ABSTRACT

Few anthropologists would agree that the wholehearted dualism posited by a Durkheim or an Eliade is universally part of human experience. Indeed, †E.E. Evans-Pritchard doubted that it could be seen among the Nuer even in ritual performances. W.E.H. Stanner ignored it in his remarkable monograph On Aboriginal Religion. Elsewhere he argued that the dichotomy could be made to fit Aboriginal conduct only by adding a third category, the mundane (thereby abolishing the dualism), and making other adjustments. As for what lies behind the sacred, anthropologists are too nervous or too sceptical of ultimates to be attracted by Eliade’s mysticism.

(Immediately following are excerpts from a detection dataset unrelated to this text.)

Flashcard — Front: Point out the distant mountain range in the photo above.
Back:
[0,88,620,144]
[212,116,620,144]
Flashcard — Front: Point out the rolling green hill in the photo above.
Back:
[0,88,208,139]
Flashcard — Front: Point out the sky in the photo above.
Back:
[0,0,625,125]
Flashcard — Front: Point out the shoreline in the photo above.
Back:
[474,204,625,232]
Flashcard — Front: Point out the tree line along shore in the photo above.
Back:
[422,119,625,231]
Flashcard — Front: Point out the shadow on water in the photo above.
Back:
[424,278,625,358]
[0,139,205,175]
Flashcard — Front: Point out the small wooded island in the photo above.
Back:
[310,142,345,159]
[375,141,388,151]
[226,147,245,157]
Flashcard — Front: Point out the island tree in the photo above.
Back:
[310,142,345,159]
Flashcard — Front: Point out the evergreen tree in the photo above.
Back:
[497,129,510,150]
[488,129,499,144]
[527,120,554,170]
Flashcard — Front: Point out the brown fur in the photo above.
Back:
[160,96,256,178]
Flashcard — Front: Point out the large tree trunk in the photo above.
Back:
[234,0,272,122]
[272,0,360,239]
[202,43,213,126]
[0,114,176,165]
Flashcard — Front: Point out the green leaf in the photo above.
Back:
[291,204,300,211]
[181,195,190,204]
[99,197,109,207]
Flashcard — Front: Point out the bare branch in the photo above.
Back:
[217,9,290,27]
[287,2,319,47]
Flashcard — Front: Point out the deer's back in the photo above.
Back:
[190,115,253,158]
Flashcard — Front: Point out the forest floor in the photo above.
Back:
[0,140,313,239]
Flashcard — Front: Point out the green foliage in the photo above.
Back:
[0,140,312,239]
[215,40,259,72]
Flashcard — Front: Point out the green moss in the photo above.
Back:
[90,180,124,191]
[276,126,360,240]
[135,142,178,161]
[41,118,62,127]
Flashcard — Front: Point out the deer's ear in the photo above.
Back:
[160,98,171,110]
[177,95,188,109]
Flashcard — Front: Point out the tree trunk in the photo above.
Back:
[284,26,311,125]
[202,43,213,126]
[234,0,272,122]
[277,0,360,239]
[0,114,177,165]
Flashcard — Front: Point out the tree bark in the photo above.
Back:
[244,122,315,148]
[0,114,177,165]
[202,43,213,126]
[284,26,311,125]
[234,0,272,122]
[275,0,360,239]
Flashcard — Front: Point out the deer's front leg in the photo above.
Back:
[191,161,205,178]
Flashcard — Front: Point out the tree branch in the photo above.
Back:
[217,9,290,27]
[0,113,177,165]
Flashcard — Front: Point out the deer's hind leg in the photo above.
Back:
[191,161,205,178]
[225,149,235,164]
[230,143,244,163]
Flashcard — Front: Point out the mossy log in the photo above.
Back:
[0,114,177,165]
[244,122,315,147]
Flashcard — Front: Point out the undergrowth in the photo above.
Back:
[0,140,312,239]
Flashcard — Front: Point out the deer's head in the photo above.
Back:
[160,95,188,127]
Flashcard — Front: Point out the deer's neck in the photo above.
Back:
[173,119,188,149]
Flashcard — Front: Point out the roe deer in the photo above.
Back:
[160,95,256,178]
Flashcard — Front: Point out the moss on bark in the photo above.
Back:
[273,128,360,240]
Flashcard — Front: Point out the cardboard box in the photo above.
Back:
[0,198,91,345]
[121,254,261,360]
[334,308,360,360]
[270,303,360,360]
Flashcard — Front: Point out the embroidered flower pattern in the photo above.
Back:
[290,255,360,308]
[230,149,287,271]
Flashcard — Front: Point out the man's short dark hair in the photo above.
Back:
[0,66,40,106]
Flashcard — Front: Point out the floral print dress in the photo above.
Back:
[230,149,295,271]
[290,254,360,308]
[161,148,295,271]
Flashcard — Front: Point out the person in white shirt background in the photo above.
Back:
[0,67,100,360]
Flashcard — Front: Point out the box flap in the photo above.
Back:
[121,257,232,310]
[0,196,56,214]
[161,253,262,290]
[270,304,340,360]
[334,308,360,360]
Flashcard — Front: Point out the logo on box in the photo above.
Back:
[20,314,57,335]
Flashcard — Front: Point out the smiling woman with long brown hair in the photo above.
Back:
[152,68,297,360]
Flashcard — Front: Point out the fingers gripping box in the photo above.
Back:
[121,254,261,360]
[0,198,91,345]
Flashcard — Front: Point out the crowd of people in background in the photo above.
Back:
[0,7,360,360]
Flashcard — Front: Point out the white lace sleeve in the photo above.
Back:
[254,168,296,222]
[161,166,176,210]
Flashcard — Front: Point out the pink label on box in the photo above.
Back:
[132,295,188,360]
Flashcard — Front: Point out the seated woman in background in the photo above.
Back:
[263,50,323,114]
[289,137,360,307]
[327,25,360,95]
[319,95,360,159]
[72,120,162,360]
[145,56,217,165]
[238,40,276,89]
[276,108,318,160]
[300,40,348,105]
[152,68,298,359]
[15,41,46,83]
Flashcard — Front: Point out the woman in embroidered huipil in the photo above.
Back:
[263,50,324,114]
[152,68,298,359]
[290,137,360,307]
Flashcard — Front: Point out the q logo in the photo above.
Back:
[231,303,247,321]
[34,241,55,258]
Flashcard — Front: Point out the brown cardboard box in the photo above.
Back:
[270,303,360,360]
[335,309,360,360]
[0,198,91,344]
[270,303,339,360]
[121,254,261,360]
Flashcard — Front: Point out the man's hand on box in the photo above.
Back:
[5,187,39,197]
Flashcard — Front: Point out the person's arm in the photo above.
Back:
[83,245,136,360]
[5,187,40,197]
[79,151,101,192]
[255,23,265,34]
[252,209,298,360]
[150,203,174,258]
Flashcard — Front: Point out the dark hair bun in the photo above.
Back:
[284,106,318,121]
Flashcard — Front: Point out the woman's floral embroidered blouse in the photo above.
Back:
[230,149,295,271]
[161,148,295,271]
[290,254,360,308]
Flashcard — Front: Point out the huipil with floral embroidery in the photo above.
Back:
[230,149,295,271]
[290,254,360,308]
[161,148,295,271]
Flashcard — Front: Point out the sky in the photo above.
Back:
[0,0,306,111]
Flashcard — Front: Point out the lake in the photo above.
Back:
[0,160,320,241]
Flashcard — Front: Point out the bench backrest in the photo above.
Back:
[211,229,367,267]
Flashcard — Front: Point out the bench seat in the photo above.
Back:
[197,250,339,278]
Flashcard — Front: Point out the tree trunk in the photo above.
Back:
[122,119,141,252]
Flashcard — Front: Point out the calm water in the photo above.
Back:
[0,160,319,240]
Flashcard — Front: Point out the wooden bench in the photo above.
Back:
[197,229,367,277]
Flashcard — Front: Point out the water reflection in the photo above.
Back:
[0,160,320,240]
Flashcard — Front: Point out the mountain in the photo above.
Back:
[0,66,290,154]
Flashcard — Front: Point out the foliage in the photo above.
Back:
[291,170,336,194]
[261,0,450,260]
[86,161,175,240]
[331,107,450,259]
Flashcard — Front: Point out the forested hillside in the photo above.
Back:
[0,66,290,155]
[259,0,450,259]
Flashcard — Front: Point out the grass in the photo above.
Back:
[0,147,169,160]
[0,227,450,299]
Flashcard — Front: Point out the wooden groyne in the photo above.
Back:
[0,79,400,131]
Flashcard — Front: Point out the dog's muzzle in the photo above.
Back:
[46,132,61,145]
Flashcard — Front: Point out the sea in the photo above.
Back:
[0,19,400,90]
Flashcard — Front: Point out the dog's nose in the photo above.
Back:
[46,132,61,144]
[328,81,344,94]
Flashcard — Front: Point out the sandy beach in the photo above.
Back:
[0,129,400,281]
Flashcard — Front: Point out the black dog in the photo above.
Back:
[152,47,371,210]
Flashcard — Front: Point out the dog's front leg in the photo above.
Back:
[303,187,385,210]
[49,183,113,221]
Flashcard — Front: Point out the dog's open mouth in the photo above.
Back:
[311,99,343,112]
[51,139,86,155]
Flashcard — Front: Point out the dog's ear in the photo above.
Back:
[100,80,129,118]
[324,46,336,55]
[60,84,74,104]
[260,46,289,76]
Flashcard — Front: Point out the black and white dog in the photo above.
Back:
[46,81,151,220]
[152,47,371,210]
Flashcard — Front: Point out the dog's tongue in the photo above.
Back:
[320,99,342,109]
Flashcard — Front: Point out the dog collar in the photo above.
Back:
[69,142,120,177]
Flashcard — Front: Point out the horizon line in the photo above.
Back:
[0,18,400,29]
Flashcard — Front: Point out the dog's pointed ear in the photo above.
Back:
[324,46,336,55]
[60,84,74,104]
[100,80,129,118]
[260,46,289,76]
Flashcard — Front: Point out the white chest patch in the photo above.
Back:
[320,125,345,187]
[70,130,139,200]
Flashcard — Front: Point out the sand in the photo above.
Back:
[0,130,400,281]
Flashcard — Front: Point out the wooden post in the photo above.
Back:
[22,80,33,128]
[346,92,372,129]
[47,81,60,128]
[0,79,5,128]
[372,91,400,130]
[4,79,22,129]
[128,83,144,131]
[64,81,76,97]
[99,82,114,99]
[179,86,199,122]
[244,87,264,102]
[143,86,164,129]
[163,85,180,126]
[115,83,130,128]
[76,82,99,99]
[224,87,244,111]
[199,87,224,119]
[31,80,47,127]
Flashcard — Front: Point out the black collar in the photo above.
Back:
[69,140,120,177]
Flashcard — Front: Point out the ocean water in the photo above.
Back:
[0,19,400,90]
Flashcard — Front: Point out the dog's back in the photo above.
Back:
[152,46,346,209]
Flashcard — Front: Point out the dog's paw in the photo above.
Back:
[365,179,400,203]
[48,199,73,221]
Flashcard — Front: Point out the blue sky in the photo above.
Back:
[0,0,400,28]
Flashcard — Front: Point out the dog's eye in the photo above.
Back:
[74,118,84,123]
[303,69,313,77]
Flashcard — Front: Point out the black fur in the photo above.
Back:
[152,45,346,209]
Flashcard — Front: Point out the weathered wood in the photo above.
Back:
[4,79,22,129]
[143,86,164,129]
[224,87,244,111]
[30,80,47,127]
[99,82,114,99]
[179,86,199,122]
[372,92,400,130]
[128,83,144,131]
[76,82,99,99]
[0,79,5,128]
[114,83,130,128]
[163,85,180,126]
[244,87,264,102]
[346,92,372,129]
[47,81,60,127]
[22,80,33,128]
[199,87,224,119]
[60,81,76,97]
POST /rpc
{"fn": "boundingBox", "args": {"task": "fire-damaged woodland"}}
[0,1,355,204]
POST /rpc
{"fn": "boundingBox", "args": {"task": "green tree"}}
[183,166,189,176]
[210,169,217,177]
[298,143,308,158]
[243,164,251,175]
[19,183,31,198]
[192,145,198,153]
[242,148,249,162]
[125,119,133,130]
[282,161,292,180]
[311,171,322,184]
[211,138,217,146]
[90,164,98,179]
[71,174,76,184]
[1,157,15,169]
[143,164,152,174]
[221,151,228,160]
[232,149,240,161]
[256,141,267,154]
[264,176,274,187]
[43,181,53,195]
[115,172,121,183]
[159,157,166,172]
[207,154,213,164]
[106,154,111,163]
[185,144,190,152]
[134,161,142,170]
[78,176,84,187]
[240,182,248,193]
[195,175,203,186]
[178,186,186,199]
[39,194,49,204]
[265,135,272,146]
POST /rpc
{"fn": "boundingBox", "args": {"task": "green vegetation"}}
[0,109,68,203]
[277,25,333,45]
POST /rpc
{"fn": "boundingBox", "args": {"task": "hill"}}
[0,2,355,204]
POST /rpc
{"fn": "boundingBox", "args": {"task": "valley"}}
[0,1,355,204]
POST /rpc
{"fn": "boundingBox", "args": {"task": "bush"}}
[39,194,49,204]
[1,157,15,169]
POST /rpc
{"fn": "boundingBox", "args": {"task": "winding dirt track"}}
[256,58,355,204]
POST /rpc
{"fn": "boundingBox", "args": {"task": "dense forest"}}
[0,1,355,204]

There remains, however, considerable sympathy for the Durkheimian doctrine that the sacred order is a symbolic representation of the social order. Stanner notwithstanding, it is especially in the

study of Aboriginal Australia that the opposition of sacred and profane has found regular employment. W. Lloyd Warner followed Durkheim closely, though his insistence that the sacred is peculiarly the realm of men is not necessarily implied by the master’s treatment and was disputed on factual grounds by Phyllis Kaberry. After World War II Ronald Berndt and T.G.H. Strehlow laid great stress on the sacred. Berndt’s usage, which is regrettably loose, has been influential in giving rise to the widespread opinion in Australian law and politics that any place of significance to Aborigines is sacred.